Scientific Linux Security Update : yum-conf on SL3.x i386/x86_64
High Nessus Plugin ID 60331
SynopsisThe remote Scientific Linux host is missing a security update.
Descriptionyum-conf changes are needed for the transition of SL 3 into legacy mode.
Changes from the old yum-conf
* The files /etc/yum.conf and /etc/cron.daily/yum.cron are not marked as 'noreplace'. This means that if you have modified /etc/yum.conf or /etc/cron.daily/yum.cron, your version will be saved as *.rpmsave and the new version will be put in it's place.
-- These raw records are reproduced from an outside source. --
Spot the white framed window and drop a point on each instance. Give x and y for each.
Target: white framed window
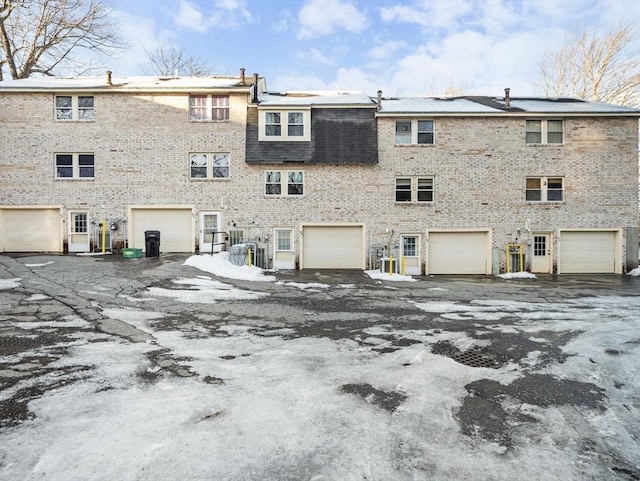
(209, 108)
(75, 166)
(75, 107)
(545, 189)
(414, 189)
(544, 131)
(208, 165)
(414, 132)
(284, 183)
(284, 125)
* All the /etc/yum.conf.* files have been removed except yum.conf.309, yum.conf.30x, and yum.conf.flash
* The yum.conf entries are pointing at /linux/scientific/obsolete/30*, except for the errata area of /linux/scientific/309/ .
* The yum.cron (/etc/cron.daily/yum.cron) is the yum.cron from yum-conf-309. It does not point to 309, but has the following changes.
- The yum.cron uses your /etc/yum.conf. If your /etc/yum.conf has an excludes line already in it, it adds the entries in /etc/yum.d/yum.cron.excludes. If your /etc/yum.conf does not have an excludes line, it adds one, with the entries from /etc/yum.cron.excludes - It does not use /etc/yum.d/yum.cron.primary or /etc/yum.d/yum.cron.secondary. You need to put the list of yum repositories you want yum to go to in /etc/yum.conf
SolutionUpdate the affected yum-conf package.